Disposal of non-core assets is an important part of our drive to improve Shell’s competitive position and capital efficiency. We completed $6.2 billion of asset sales this year, with $1.8 billion in the third quarter 2011, including a refinery in the United Kingdom and non-core upstream assets in the Americas. We have delivered on our target for $5 billion of disposals this year, ahead of schedule. Asset sales from non-core positions will continue.

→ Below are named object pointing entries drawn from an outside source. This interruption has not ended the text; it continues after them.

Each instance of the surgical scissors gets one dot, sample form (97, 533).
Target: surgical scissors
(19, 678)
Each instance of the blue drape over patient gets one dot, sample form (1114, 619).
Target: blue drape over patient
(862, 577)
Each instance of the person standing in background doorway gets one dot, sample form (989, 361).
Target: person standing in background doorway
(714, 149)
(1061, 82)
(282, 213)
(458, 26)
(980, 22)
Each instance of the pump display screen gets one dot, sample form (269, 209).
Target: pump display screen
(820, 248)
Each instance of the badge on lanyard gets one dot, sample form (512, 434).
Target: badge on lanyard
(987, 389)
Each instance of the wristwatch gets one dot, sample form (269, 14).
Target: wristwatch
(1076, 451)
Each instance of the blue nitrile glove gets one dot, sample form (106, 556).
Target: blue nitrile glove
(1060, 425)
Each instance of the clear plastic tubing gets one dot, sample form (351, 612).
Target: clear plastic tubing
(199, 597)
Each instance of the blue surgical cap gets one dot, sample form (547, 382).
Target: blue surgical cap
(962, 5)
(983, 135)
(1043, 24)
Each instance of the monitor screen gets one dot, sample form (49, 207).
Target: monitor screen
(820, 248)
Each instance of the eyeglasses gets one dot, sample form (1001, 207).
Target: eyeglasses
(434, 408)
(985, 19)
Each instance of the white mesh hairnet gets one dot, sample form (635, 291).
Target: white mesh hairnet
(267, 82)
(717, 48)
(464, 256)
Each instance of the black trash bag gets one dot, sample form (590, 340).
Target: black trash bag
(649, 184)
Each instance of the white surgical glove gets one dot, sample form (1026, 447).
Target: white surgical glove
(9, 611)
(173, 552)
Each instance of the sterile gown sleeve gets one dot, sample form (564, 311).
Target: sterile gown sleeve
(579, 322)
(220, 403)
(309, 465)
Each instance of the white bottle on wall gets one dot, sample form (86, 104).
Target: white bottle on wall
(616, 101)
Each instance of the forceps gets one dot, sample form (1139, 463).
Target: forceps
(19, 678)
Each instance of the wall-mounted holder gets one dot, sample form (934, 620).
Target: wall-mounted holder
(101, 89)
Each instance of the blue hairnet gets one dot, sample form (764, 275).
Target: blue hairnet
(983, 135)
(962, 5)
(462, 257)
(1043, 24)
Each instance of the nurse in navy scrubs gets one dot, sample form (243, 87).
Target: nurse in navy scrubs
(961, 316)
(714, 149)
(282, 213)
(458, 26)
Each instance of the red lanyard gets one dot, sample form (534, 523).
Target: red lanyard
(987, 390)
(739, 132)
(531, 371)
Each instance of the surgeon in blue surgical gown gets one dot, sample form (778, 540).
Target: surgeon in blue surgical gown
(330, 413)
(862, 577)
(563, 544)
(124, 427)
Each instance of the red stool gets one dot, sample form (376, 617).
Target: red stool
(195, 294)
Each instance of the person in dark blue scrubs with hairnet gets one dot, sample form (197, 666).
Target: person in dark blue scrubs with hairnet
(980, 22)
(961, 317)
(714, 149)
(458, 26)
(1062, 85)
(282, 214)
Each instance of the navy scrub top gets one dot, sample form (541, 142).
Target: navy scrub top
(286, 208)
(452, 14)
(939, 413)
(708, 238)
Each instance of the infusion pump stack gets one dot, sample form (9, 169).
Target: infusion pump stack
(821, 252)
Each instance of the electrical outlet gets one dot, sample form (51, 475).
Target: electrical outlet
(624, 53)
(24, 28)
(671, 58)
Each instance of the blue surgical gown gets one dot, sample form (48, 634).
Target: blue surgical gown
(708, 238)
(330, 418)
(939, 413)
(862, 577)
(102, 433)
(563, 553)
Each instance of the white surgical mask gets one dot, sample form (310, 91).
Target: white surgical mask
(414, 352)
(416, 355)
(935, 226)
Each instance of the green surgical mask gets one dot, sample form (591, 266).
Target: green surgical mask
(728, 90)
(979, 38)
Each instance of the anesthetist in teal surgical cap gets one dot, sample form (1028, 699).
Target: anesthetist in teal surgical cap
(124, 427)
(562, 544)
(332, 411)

We are delivering on our growth strategy, with the build-up of production from new projects. The Athabasca Oil Sands Project Expansion 1 in Canada and the Pearl Gas-to-Liquids (GTL) Train 1 in Qatar have ramped up and production should stabilise at plateau rates shortly. We expect to start up Train 2 of Pearl GTL before the end of 2011, as planned. These projects in Qatar and Canada are part of a series of over 20 new upstream start-ups planned for 2011-14, as we deliver on our plans for sustainable growth, driving Shell’s financial and operating targets for 2012.

We continue to mature new investment options for medium-term growth, taking final investment decision on the Clair Phase 2 development in the United Kingdom, and the Wheatstone LNG project in Australia, confirming a new oil discovery in French Guiana, and also building new acreage positions for exploration drilling in the future.

Voser concluded: “We are making good progress against our targets, to deliver a more competitive performance.”